仁が一息ついた様に息を大きく吐きながら座ると、その隣にピッタリと寄り添って楓がストンと座る。
コーヒーカップは2人なら向かい合わせに座るのが普通、別のカップに乗っている他の客も向かい合わせで仲良く喋っている。
仁は楓の意図が読めず、隣に座る楓の顔を除き見る。
すると楓は「どうしたの?」と小首を傾げ不思議そうに言う。
「いや、普通こういう時向かいに座るよなって」
そう言うと楓は意味ありげに仁をじっと見つめ、やがて「ふぅ…」とため息をついた。
「仁がジェットコースターで疲れてるみたいだから隣に座ったの」
気を使ってくれたらしいが…楓のそんな不器用な優しさを受けた仁は少しだけおかしくなり小さくクスッと笑ってしまう。
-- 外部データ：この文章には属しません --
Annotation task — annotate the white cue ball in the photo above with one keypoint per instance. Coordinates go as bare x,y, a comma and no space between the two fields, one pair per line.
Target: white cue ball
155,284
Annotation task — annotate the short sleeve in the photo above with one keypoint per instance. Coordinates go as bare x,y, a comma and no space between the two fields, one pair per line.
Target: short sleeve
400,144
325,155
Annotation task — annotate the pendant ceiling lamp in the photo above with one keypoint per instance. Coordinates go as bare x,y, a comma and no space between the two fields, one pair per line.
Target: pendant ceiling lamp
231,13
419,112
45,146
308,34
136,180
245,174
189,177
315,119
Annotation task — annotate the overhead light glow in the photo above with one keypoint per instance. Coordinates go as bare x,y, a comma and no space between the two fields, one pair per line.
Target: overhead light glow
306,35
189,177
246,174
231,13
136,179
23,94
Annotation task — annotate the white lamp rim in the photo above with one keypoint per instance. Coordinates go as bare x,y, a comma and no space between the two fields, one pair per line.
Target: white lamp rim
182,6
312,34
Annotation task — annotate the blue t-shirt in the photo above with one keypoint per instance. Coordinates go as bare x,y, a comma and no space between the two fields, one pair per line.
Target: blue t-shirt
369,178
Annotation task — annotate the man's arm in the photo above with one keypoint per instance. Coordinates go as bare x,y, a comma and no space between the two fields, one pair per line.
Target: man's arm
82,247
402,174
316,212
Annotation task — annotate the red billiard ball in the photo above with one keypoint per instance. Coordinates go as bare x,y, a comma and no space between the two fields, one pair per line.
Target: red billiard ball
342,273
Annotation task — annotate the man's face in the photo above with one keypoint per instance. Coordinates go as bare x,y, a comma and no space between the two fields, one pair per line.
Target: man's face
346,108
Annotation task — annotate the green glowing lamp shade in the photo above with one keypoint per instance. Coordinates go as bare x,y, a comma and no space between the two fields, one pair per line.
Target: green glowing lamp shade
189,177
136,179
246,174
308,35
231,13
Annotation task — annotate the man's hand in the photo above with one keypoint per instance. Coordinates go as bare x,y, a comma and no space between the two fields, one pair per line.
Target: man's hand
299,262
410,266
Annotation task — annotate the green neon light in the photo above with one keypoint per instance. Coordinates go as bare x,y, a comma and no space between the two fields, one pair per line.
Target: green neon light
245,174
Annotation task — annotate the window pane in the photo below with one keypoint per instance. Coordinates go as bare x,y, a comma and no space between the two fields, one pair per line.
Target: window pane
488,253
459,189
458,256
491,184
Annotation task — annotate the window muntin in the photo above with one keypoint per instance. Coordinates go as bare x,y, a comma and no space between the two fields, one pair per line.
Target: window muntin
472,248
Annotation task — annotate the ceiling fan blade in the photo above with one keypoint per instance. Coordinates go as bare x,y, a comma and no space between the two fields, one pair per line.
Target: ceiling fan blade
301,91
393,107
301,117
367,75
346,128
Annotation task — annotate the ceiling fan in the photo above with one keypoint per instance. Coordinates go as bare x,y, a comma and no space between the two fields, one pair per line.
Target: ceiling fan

そんな仁の様子を見て、少し拗ねた様に「馬鹿」や「鈍感」などと楓が悪態をついているのが聞こえる。
「ははは、ごめんって、ありがとな」
慶に習い、爽やかな笑顔(仁のできる限りの)で笑い、礼を言う。
「どういたしまして…馬鹿」
まだ拗ねているのか語尾に普段は言わない言葉をつけて不機嫌そうに言う。
機嫌を直すにはどうするかな…と少し思考するとなにか思い付いたのか腕を動かす。
コーヒーカップの座席に置かれている手をギュッと握られた楓の手は一瞬逃げようとするがそれを許さず仁はしっかり握りしめ、流れるように指を絡ませる。
久しぶりに繋がれた楓の手は保健室の時とは違い、ヒンヤリと冷え切っていて冷たい。